Pasta

Les pâtes sont nées probablement comme le pain, avec les premiers représentants du genre humain. Dés que nos lointains ancêtres surent cultiver les céréales et produire de la farine, la « découverte » des pâtes se fit naturellement. Les connaissances actuelles attestent de la présence des pâtes à l’époque des Etrusques. Dans une tombe de Cerveteri se trouvent des représentations de couteaux, d’un objet similaire à un rouleau à pâtes et d’un instrument qui ressemble à une roulette dentée avec laquelle on coupe encore aujourd’hui les pâtes aux bords ondulés.

Dans la Rome antique, les pâtes étaient réservées aux classes aisées. En effet, Apicius, célèbre gastronome et cuisinier proche des classes dirigeantes, parle dans son livre, le premier que l’Histoire connaisse, de quelques plats à base de « lagane » (nom que les romains donnaient aux pâtes fraîches).

Pendant les siècles du Bas Moyen-Âge, les pâtes seront oubliées. Mais aux débuts du XIIème siècle un certain Abu Abdallah Muhammad Idris parle dans un livre documenté destiné à Ruggero le Normand, roi de Sicile, de la méthode arabe de sécher pour conserver les pâtes. Très vite cette nouveauté alimentaire s’établira en Sicile et s’étendra à toute la Péninsule. À Naples, Amalfi, Gênes et dans beaucoup d’autres villes portuaires la production et le commerce des pâtes ont pris un essors énorme et depuis lors le succès fut exponentiel.

Mais les coutumes alimentaires de nos aïeux étaient différents des nôtres, il suffit de penser que pendant longtemps les pâtes étaient cuites dans le bouillon et souvent dans du lait assaisonnées de sucre, fromage, beurre et épices douces.

Au XVIIIème siècle on commence à distinguer les plats salés et sucrés, les pâtes rencontrent les sauces plus proches de nos goûts ; la tomate est leur plus grande alliée et le chapitre moderne de la manière de les cuisiner et de les servir commence.

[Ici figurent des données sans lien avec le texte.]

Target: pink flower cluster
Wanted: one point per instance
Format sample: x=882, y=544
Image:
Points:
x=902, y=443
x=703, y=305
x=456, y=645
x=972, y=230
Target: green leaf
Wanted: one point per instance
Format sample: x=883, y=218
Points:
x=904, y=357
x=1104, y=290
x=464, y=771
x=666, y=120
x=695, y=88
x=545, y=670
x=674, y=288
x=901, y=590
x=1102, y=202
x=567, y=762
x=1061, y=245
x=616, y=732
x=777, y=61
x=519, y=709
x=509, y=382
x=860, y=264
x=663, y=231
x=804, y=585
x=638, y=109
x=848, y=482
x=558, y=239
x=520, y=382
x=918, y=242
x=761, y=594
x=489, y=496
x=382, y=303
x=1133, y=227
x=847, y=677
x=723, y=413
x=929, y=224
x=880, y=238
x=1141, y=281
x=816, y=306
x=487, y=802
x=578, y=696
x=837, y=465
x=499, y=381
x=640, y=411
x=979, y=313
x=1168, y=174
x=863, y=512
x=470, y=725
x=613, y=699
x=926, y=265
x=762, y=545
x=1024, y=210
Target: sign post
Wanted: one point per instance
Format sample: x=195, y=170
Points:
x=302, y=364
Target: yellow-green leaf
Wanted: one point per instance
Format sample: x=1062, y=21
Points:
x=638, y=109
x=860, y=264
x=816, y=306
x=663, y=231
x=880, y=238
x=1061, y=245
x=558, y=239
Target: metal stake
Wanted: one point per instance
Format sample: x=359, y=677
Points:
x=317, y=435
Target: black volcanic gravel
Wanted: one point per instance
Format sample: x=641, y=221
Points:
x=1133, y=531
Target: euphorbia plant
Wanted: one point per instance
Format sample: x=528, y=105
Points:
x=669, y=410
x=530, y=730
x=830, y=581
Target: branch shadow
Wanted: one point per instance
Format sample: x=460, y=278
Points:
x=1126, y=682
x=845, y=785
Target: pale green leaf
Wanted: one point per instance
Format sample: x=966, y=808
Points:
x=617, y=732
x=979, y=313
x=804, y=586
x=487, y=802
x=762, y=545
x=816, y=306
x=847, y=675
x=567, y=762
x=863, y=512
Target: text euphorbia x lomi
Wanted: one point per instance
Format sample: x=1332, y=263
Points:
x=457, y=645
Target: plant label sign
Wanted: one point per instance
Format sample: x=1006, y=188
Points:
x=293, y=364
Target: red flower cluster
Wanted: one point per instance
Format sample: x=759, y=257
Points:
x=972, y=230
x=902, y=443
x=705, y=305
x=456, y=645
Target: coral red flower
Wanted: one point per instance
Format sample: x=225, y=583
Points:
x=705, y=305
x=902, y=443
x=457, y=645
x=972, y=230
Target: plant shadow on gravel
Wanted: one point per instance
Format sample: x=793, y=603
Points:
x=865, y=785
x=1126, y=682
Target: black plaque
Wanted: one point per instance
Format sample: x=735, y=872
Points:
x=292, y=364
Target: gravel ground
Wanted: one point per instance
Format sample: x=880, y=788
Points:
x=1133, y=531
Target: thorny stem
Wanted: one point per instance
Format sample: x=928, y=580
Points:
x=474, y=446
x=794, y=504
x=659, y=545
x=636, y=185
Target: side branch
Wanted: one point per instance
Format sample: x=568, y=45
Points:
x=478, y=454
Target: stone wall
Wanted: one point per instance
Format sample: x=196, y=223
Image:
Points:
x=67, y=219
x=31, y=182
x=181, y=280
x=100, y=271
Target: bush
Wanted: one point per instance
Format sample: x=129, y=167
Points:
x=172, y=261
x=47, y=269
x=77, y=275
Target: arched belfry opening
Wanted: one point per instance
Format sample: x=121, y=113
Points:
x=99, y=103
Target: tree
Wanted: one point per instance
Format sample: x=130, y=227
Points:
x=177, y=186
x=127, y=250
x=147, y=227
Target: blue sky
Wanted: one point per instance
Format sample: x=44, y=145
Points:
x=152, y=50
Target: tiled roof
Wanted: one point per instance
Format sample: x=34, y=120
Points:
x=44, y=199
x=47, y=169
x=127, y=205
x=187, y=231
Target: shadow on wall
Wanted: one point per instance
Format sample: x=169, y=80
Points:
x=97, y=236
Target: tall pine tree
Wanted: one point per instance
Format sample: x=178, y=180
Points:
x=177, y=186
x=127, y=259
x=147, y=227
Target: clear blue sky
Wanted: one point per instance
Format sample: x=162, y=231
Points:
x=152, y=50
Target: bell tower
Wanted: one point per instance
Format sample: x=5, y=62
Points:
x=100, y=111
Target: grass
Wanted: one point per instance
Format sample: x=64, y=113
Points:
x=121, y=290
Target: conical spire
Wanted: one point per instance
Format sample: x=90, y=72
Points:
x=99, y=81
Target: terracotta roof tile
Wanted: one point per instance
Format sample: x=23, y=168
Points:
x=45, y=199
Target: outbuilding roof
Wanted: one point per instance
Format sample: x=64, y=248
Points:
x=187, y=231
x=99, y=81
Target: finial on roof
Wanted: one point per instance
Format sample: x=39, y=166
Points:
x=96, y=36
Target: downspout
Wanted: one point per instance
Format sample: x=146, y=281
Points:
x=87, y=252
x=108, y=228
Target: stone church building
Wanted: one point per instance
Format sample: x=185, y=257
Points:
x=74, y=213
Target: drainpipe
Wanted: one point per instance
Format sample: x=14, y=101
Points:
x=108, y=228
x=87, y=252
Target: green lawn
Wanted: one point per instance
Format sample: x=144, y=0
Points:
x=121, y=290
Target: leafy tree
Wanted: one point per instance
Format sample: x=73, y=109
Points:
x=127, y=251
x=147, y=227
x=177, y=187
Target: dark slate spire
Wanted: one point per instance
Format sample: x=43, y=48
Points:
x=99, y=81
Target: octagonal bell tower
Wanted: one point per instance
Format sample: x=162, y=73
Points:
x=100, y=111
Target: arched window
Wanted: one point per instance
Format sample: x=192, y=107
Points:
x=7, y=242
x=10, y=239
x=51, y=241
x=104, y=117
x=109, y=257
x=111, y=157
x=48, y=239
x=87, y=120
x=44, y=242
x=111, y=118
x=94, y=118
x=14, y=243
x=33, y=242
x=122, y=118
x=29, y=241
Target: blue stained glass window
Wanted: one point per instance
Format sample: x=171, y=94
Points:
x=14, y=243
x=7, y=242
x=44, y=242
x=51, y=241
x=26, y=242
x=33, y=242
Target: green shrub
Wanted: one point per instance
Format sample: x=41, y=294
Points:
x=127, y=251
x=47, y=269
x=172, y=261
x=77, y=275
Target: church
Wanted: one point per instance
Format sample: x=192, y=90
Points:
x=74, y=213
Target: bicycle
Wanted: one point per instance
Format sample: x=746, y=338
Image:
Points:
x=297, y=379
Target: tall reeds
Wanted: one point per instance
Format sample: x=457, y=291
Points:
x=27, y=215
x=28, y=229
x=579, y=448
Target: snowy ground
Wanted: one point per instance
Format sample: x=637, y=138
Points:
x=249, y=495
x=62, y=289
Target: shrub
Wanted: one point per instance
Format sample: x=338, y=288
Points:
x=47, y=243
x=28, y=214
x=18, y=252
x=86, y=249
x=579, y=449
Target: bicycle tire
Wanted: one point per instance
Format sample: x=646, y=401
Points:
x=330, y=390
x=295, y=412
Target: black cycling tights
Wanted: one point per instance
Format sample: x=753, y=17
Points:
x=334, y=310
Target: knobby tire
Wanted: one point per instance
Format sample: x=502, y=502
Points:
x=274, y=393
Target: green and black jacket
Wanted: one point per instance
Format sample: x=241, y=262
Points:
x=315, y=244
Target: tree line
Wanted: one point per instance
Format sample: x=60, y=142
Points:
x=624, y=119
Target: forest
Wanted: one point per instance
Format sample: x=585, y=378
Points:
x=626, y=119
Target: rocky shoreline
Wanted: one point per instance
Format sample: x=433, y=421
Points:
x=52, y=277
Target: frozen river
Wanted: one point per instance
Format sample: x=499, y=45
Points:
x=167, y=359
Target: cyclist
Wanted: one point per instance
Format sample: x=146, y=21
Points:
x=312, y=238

Naturellement, avec l’avènement de l’ère moderne, l’introduction de nouvelles machines plus sophistiquées pour la production des pâtes remplacèrent les mécaniques plus rudimentaires utilisées jusqu’alors. Durant le XXème siècle, avec le développement de la grande industrie alimentaire, les pâtes sont arrivées à un niveau de production vraiment exceptionnel, tellement qu’aujourd’hui on peut affirmer que les pâtes italiennes sont désormais exportées dans tous les pays du monde.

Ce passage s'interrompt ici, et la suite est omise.